The details about the case we are about to discuss merely point out that scientists have discovered that among Tasmania devils, cancer is contagious and can be transmitted through a simple bite. Another DFTD case confirms that cancer is transmissible.
Over the past few years, several Tasmanian devils have been exhibiting strange cancer-like symptoms. Of course, researchers have presumed that these cases are isolated and that there is no need to investigate them further.
However, recently, another group of researchers has taken another look at the infected Tasmanian devils, which exhibit all signs and symptoms of cancer. Moreover, all the infected carnivorous mammals had large tumors growing on their faces. Due to the severity of the disease, the animal would be struck down in a matter of days.
Furthermore, not only is this type of facial cancer so deadly, according to the researchers, it can be transmitted from Tasmanian devil to Tasmanian devil through a simple bite. The first occurrence of this disease among the devils’ population dates back to 1996.

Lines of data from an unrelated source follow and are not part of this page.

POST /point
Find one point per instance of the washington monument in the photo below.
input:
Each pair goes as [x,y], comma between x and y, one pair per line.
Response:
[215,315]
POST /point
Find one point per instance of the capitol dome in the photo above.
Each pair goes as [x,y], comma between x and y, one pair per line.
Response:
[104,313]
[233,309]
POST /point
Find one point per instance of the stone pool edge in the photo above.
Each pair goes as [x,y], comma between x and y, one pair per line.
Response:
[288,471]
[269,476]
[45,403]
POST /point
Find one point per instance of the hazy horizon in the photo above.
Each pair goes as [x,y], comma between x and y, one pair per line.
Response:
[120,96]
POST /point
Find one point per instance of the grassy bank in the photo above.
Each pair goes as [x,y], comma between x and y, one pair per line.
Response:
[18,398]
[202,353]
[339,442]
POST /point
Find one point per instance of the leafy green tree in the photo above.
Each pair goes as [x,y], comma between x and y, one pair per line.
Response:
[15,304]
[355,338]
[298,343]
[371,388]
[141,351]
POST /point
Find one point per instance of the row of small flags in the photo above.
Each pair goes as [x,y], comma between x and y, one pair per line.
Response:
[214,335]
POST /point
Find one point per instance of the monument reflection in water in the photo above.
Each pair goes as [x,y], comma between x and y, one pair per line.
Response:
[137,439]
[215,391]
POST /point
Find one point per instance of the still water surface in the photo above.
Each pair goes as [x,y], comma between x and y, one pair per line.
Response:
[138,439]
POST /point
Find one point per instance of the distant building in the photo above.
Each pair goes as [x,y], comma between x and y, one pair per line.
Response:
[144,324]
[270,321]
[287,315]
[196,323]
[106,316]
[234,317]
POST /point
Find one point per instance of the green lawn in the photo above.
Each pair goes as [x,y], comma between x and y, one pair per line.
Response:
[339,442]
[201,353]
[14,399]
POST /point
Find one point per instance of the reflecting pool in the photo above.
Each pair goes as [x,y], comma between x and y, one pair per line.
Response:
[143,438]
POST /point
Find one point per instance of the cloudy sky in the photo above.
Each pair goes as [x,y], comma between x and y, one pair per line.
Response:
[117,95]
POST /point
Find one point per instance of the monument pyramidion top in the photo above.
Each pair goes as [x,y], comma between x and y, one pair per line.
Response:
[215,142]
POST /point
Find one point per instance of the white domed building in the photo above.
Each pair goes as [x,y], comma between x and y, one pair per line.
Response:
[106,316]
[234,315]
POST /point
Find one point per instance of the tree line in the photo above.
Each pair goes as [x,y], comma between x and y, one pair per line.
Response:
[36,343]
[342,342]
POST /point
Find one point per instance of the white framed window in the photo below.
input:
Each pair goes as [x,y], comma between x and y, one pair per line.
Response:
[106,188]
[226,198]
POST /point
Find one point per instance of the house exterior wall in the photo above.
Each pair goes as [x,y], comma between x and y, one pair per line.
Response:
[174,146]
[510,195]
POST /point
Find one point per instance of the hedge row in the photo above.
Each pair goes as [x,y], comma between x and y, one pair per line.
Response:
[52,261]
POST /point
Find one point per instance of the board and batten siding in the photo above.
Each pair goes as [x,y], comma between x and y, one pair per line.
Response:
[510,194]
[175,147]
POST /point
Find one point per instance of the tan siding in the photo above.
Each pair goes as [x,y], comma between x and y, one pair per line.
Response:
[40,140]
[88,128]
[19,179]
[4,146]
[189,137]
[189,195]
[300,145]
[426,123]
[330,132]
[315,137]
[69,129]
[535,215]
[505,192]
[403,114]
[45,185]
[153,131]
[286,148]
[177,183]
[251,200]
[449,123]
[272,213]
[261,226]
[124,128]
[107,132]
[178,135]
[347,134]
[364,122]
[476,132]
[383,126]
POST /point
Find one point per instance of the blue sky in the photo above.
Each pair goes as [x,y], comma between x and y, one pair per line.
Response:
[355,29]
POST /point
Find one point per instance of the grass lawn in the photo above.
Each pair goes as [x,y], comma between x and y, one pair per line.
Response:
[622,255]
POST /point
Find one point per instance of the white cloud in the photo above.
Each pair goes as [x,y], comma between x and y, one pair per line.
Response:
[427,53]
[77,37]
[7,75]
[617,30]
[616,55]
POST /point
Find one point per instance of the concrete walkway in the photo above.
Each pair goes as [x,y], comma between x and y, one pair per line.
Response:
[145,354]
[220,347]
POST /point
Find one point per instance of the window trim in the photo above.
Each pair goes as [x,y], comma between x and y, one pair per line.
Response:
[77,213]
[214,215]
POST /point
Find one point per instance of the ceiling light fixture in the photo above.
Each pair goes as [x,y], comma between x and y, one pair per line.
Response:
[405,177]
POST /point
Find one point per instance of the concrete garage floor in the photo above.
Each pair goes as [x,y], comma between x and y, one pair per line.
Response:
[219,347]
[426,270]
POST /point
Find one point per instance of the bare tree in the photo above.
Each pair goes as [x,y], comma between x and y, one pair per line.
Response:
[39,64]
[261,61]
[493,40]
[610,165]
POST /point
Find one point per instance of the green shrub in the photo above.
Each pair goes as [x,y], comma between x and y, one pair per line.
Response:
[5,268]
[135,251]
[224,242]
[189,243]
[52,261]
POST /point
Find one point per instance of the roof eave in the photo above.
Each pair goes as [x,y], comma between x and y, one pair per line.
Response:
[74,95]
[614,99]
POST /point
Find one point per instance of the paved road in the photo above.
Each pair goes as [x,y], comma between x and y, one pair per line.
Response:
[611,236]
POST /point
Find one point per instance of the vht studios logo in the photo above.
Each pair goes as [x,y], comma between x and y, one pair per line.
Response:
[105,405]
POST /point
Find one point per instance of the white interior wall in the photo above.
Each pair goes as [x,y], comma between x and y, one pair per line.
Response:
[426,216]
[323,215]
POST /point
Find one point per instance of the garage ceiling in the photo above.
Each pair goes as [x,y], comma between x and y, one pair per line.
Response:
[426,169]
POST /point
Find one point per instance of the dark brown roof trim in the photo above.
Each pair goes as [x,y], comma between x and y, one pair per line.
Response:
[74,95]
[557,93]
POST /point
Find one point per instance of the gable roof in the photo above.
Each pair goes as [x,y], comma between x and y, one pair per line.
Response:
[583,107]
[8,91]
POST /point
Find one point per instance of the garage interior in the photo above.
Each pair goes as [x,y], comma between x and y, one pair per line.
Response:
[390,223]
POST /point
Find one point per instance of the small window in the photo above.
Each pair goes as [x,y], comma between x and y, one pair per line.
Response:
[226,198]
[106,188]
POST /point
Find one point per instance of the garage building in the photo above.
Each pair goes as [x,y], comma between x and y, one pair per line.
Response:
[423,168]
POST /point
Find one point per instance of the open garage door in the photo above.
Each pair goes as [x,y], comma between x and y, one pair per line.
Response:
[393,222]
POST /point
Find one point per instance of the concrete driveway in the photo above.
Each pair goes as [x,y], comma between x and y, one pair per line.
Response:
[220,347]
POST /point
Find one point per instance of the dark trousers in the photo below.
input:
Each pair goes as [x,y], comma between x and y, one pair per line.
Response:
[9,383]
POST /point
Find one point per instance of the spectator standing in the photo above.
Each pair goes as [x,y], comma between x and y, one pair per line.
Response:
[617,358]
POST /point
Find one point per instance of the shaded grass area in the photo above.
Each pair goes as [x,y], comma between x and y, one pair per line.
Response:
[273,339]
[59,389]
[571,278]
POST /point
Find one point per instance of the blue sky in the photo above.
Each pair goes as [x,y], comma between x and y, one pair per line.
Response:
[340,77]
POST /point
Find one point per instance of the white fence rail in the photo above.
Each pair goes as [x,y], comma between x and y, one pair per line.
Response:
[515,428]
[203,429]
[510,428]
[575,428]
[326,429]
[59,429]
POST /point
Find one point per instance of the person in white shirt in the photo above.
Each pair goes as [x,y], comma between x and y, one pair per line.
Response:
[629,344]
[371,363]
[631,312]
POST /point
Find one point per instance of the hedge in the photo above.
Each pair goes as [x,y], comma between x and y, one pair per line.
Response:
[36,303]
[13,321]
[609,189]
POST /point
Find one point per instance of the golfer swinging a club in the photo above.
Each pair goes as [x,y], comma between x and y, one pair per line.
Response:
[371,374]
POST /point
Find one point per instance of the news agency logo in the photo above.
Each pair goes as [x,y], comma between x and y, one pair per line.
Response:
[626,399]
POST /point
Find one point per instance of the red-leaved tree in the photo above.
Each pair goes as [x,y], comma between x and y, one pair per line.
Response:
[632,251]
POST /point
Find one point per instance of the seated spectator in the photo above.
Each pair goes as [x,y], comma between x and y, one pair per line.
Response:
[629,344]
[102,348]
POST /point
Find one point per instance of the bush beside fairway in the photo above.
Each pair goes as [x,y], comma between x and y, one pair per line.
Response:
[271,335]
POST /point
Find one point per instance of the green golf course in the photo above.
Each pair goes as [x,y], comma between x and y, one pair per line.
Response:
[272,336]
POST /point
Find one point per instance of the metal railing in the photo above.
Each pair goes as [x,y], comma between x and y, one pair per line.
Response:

Back then, the researchers assigned to the case noted that all animals had rather large facial tumors. Some of the would die before the disease had a chance to kill them. Scientists explained that the tumors were so large in size that eating and drinking were very difficult.
The second occurrence of this disease was in 2014 when scientists managed to learn more about this strange illness named devil facial tumor disease. According to their observation, the Tasmanian devil population had lost almost 89 percent of its pack members in what can be viewed as a full-fledged cancer epidemic.
Another DFTD case confirms that cancer is transmissible. In humans, there are a few cases in which cancer can be transmitted from person to person, although these are very rare cases. There are ample studies which recollect how humans can literally become infected with cancer after receiving an organ from another infected person. Also, it has been known, for some time now, that a mother suffering from cancer can transmit the disease to her child.
Coined DFT2, this type of cancer is very different from the first discovered variant, DFT1. DFT2 possess an extra Y chromosome, meaning that it was probably transmitted by a male carrier. As explained by the scientists, cancer gains the ability of transmission, when the cancer cells develop the ability to spread beyond the host’s body.
Doctor Pye, a scientist working on the project, said that presently there are approximately 8 Tasmanian devils who exhibit symptoms consistent with DFTD.